CORYNEBACTERIUM ULCERANS

 

Systématique

 

Les premières souches de "Corynebacterium ulcerans" ont été isolées de la gorge de l’homme puis, ultérieurement, de diverses espèces animales (Cf. infra). Cette nomenclature, utilisée couramment en bactériologie médicale, n’a pas été retenue dans les Approved Lists of Bacterial Names.
Le "Bergey’s Manual of Systematic Bacteriology" ainsi que la sixième édition du "Manual of Clinical Microbiology" considèrent que cette bactérie forme, avec Corynebacterium diphtheriae et ¤ Corynebacterium pseudotuberculosis, le groupe des corynébactéries pouvant synthétiser de la toxine diphtérique.
En fait, "Corynebacterium ulcerans" est susceptible de produire non seulement la toxine diphtérique mais aussi la phospholipase D de ¤ Corynebacterium pseudotuberculosis.
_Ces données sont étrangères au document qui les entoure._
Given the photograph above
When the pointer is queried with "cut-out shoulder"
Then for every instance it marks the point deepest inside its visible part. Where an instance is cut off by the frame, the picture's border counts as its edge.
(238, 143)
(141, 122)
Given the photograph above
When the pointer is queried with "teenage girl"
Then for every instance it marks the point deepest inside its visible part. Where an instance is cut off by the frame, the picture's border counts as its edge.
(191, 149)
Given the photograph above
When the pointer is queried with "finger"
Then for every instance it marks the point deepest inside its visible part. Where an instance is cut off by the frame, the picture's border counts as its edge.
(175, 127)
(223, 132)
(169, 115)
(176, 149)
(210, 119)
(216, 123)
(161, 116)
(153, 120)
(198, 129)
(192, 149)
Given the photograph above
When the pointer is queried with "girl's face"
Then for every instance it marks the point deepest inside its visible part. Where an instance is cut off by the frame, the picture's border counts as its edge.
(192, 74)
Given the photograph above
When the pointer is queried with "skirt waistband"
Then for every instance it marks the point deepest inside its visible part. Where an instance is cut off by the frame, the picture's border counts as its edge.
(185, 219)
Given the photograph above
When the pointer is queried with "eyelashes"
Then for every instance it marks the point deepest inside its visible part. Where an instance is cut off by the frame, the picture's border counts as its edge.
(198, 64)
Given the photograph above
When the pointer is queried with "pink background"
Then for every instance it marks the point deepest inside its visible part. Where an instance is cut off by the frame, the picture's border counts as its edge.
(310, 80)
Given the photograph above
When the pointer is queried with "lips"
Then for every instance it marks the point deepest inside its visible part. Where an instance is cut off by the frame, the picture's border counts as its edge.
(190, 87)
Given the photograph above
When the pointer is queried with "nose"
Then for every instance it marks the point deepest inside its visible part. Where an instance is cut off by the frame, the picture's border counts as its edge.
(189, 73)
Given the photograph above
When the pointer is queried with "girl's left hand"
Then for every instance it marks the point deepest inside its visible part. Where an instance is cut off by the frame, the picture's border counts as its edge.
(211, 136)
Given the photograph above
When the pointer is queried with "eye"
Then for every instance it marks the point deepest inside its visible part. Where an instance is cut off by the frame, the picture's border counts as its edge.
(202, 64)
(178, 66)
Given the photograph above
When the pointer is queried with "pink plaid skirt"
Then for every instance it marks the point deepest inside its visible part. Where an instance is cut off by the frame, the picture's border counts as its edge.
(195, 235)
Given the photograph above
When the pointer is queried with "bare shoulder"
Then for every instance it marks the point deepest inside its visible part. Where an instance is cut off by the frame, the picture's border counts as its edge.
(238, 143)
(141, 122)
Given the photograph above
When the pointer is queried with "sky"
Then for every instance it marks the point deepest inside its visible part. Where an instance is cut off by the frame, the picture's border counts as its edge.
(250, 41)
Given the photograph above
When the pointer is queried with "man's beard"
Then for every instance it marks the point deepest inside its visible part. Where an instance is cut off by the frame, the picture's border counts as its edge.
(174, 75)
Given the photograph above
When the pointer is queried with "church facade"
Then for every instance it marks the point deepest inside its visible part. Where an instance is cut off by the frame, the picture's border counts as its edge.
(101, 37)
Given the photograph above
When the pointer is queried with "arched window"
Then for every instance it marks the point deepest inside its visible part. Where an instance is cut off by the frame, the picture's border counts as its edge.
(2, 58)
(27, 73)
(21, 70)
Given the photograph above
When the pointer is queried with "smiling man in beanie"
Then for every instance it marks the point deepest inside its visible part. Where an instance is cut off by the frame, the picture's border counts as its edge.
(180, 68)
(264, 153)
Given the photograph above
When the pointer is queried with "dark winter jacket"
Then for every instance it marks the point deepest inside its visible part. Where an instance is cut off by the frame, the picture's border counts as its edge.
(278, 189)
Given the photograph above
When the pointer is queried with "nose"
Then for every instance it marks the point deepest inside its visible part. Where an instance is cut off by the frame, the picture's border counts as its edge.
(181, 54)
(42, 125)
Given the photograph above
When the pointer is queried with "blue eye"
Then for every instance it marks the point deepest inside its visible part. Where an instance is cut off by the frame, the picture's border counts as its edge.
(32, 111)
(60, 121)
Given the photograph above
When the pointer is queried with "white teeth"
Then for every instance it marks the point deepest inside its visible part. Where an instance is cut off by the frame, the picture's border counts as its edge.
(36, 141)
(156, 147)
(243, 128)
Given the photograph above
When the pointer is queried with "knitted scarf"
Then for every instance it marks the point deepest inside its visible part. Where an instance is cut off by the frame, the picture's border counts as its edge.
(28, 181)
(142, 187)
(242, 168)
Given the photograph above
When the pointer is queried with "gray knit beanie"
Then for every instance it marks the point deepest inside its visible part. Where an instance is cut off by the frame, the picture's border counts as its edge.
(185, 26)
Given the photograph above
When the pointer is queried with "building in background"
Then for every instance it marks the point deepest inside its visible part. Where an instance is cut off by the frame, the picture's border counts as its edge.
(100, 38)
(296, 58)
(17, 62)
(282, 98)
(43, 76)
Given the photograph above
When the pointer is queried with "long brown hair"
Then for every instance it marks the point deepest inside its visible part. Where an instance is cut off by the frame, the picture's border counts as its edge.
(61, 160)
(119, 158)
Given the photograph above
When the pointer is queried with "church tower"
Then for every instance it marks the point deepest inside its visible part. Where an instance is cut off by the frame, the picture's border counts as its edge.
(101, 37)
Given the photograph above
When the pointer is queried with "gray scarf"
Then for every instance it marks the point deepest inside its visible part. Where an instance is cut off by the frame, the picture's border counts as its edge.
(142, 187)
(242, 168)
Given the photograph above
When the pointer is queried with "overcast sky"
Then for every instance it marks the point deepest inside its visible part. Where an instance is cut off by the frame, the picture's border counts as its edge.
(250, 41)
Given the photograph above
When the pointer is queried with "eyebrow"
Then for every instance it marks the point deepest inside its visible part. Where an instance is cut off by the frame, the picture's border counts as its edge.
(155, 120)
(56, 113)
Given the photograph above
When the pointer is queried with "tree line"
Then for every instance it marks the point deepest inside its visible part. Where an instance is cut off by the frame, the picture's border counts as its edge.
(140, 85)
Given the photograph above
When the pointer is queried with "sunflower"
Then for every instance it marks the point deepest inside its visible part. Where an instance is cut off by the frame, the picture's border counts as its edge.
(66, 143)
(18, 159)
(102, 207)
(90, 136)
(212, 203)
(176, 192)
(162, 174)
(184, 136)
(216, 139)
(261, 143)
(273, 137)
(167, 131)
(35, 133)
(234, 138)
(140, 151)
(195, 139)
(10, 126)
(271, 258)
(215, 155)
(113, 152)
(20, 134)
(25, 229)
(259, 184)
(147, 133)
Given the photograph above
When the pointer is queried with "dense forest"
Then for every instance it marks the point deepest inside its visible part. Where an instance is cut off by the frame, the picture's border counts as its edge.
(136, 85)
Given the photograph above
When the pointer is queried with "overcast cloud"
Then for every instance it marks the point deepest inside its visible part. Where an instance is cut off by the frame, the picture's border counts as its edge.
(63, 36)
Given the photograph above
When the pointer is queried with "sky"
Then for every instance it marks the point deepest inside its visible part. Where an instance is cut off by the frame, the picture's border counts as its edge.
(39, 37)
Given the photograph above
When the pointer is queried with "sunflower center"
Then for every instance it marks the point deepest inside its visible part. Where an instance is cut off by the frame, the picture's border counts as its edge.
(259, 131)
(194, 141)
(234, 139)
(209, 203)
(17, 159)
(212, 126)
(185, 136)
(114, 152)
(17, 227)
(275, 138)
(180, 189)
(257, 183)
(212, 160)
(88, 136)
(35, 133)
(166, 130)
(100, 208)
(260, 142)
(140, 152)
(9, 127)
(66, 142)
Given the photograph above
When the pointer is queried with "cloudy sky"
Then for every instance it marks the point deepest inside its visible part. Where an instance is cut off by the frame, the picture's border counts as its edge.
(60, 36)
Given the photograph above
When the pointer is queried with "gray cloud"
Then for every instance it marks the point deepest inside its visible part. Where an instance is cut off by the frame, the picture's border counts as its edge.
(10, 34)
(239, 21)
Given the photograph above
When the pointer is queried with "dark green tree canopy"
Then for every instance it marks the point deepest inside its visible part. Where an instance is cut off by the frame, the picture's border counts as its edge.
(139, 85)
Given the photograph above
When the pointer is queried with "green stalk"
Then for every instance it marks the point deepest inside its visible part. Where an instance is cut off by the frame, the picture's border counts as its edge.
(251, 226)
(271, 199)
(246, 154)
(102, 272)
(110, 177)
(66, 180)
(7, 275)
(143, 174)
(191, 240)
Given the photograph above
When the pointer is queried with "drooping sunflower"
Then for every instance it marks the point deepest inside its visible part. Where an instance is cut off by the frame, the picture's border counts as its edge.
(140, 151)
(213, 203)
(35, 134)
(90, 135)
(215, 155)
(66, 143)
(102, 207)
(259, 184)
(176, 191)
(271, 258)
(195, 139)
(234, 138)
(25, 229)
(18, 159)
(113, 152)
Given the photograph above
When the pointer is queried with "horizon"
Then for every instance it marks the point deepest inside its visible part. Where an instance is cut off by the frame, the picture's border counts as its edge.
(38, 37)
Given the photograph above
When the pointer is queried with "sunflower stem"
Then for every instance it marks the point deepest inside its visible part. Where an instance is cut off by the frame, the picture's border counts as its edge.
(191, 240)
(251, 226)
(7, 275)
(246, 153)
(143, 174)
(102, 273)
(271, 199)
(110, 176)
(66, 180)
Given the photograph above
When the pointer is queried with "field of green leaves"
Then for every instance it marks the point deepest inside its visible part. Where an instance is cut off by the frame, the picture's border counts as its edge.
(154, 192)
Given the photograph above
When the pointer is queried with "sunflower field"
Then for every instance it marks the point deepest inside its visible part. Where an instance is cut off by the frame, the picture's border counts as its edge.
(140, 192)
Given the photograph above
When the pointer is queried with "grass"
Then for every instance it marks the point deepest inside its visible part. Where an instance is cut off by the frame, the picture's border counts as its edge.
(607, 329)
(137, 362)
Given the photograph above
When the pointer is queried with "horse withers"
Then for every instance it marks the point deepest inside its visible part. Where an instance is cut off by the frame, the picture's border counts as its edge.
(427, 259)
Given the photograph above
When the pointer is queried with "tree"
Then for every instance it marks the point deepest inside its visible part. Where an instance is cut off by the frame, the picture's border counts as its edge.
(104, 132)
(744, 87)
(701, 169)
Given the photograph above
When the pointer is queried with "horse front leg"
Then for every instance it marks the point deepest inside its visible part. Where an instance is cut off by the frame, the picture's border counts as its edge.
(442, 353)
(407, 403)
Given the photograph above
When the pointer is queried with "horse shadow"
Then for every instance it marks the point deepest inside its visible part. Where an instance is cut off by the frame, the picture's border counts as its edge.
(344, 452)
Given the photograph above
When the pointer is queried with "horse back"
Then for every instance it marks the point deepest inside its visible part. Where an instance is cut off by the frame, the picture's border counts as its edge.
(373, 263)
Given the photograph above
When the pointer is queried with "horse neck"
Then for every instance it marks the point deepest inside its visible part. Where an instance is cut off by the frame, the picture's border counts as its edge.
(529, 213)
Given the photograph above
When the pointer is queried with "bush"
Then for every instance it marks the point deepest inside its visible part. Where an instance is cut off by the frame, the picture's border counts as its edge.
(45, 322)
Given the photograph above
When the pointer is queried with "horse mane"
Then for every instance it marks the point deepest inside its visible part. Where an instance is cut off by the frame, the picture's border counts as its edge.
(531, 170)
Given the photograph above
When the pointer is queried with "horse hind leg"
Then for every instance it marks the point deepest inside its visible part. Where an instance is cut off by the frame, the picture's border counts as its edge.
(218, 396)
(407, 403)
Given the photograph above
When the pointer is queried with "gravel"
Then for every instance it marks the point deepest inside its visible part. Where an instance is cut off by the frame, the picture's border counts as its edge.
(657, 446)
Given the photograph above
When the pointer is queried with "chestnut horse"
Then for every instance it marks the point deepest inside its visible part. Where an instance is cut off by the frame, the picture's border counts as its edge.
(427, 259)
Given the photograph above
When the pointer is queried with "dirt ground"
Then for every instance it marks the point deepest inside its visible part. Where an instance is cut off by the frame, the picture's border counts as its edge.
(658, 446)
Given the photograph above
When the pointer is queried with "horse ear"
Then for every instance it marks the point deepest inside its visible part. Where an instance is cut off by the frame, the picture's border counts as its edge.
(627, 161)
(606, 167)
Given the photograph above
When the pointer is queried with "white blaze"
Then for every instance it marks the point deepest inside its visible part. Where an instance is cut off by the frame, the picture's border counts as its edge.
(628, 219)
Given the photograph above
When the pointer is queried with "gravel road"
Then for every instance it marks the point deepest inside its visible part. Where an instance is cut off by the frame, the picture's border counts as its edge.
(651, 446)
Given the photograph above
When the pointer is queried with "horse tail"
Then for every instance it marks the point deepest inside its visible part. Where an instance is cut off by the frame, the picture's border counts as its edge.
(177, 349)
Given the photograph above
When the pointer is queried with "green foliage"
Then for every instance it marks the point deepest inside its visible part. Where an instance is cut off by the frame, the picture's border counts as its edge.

Ainsi, une étude effectuée sur 9 souches de "Corynebacterium ulcerans" a révélé que 4 souches produisaient les 2 types de toxines, 2 souches produisaient uniquement de la toxine diphtérique et 2 souches uniquement de la phospholipase D.

Une étude phylogénétique (Riegel et al., 1995) portant sur 13 souches de Corynebacterium diphtheriae (biovars Mitis, Gravis et Intermedius), 7 souches de ¤ Corynebacterium pseudotuberculosis (biovars Ovis et Equi) et 7 souches de "Corynebacterium ulcerans" a montré que les souches de "Corynebacterium ulcerans" forment une genomospecies particulière, apparentée à ¤ Corynebacterium pseudotuberculosis (pour la définition d'une genomospecies voir le fichier Définitions d'une genomospecies et d'une espèce bactérienne).
Ces conclusions sont confortées par des études portant sur l’analyse des ARNr 16S et elles confirment des résultats antérieurs obtenus par hybridations ADN - ADN ou par taxonomie numérique ou par chimiotaxonomie (composition des acides corynomycoliques et des acides gras).
"Corynebacterium ulcerans" pouvant être caractérisé par ses caractères phénotypiques, Riegel et al. (1995) ont proposé la nomenclature de Corynebacterium ulcerans qui a été validée par inscription sur la liste de validation n° 54.

 

Caractères bactériologiques

 

Les souches de Corynebacterium ulcerans sont constituées de bacilles à Gram positif, non acido-alcoolo résistants, polymorphes, immobiles, groupés en palissade ou en V, non sporulés, contenant des granules métachromatiques, aéro-anaérobies facultatifs, catalase positive, oxydase négative, non lipophiles (croissance non stimulée par 1 p. cent de Tween 80 en gélose cœur-cervelle).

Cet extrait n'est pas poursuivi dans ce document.